Uma visita à casa de Luis Barragán na rua General Ramírez nº14, no bairro de Tacubaya na cidade do México, D. F., permite percebê-la como um desses manifestos construídos que o séc. XX produziu em torno do tema da residência unifamiliar. Esta casa em particular, adquire um significado muito especial por se tratar da própria residência do arquiteto e ter constituído um verdadeiro "work in progress", onde ele foi experimentando e testando ao longo dos anos, desde relações espaciais, gamas cromáticas e incorporação de objetos, até a própria relação com o entorno e, principalmente, a relação interior-exterior, através do pátio, do jardim e do terraço, num processo de reflexão-meditação ininterrupto. O fato de ser a sua própria residência, com um muito especial "micro-clima" interior (um dispositivo sensorial - espacial por ele instituído para regular e controlar as relações e as diferenças qualitativas entre ambientes e entre interior e exterior), fazem desta casa, com uma espiritualidade em parte "monástica" e em parte muito sensual, uma experiência fundamental da arquitetura latino-americana, que continua, já como parte plenamente incorporada ao patrimônio da cultura arquitetônica do nosso continente, sendo fonte de significações inesgotáveis e um lugar muito rico onde se imbricam arquitetura, natureza e indivíduo.

Esta casa constituiu para Barragán um verdadeiro laboratório de experiências, hoje diríamos fenomenológicas, onde lentamente foi decantando e amadurecendo, sem nenhuma imposição "mercadológica" , sem nenhuma "pressa por publicar" , uma série de mecanismos compositivos de articulação espacial. Dela poderíamos dizer que, através de múltiplos procedimentos, recria a infinita complexidade do simples e define um microcosmos com os atributos do urbano, isto é, cria uma diversidade seqüencial pontuada por cheios e vazios, por espaços cobertos e descobertos, pela inter-relação natural-artificial e público-privado, podemos falar num dispositivo tipo"caixa dentro da caixa", que possibilita uma verdadeira promenade arquitetural. A de Barragán é uma arquitetura, que, com observou Octavio Paz, soube se alimentar das formas de convivência e solidariedade vivas no povo mexicano. Ele concebe e realiza uma hibridação entre o pré-hispânico, o hispânico e o moderno, entre o abstrato e o figurativo, entre o urbano e rural, incorporando as influências internacionais mas filtradas desde os elementos próprios da cultura nacional.

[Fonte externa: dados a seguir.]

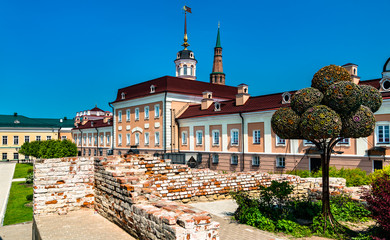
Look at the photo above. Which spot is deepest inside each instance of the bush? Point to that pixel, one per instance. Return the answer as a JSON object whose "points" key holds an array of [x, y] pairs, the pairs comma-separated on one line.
{"points": [[378, 201], [354, 177]]}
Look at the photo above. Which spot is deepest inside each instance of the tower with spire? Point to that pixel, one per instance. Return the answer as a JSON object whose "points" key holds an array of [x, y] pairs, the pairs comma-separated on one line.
{"points": [[217, 76], [185, 61]]}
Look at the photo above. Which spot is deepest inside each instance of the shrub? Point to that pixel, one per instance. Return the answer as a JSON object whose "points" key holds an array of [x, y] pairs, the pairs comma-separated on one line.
{"points": [[378, 201]]}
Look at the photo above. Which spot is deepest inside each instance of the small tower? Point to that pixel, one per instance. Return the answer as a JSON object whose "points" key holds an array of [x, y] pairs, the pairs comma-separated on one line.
{"points": [[217, 76], [185, 60]]}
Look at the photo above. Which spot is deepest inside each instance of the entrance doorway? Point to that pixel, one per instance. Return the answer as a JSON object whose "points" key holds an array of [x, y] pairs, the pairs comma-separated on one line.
{"points": [[377, 165], [315, 164]]}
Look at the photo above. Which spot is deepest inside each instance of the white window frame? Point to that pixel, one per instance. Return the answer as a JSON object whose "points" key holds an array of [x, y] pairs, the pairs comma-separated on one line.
{"points": [[280, 162], [280, 141], [234, 159], [119, 139], [120, 116], [136, 114], [128, 139], [256, 160], [136, 139], [157, 111], [157, 138], [184, 136], [146, 139], [215, 138], [215, 158], [199, 141], [146, 112], [382, 125], [255, 137], [232, 138], [128, 115]]}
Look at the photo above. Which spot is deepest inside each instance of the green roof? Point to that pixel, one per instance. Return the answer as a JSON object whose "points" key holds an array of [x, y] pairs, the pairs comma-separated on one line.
{"points": [[218, 44], [20, 121]]}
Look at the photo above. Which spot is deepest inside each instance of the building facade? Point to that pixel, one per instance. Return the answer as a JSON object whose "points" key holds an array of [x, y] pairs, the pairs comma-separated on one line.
{"points": [[16, 130]]}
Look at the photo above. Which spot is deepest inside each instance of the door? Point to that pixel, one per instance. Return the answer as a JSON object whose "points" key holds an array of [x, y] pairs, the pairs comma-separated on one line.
{"points": [[315, 164]]}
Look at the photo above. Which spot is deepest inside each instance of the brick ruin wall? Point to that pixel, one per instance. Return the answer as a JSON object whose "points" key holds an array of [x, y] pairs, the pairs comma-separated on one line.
{"points": [[62, 185], [144, 195]]}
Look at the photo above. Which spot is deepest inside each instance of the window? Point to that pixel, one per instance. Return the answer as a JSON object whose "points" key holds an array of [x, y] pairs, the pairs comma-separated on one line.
{"points": [[280, 162], [234, 137], [137, 114], [344, 141], [136, 138], [119, 116], [215, 158], [280, 141], [157, 111], [184, 138], [199, 137], [215, 137], [256, 136], [382, 134], [128, 115], [146, 112], [119, 139], [234, 160], [146, 139], [157, 138], [255, 160]]}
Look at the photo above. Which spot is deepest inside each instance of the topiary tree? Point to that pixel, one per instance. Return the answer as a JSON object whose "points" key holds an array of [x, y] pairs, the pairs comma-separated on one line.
{"points": [[333, 108]]}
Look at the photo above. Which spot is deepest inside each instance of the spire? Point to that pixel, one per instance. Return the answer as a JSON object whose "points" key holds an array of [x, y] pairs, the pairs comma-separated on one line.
{"points": [[186, 44], [218, 44]]}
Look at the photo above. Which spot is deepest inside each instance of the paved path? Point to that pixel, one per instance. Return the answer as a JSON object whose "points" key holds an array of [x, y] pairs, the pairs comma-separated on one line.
{"points": [[6, 174], [22, 231], [230, 229]]}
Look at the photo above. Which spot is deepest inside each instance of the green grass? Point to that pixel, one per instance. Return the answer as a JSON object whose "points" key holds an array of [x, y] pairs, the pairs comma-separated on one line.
{"points": [[21, 170], [16, 211]]}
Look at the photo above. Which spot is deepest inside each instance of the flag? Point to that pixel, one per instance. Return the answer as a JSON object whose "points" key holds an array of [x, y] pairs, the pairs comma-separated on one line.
{"points": [[187, 9]]}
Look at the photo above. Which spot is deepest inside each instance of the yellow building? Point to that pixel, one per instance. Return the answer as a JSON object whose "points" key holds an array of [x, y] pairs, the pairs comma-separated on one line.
{"points": [[16, 130]]}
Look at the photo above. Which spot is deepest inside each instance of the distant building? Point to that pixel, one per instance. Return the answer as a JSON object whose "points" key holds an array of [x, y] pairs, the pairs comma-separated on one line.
{"points": [[17, 129], [92, 132]]}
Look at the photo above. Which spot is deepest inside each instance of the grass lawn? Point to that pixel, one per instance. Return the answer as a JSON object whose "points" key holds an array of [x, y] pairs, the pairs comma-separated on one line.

Durante um longo período de tempo, Barragán foi fazendo alterações na articulação interna do espaço, agregando paredes (na sala, para nuançar melhor o acesso desde o hall íntimo à biblioteca-espaço de trabalho, que faz parte do ambiente principal sala-escritório-biblioteca-jirau) mas sem interromper no entanto a continuidade espacial do ambiente como um todo, incorporando outros ambientes (um quarto de visita no pavimento superior), modificando a configuração dos muros do terraço (elevando-os em função da "agressivização" do entorno, acentuando essa característica de "habitação sem teto" tomada da arquitetura pré-hispanica), e testando e refinando sua gama cromática.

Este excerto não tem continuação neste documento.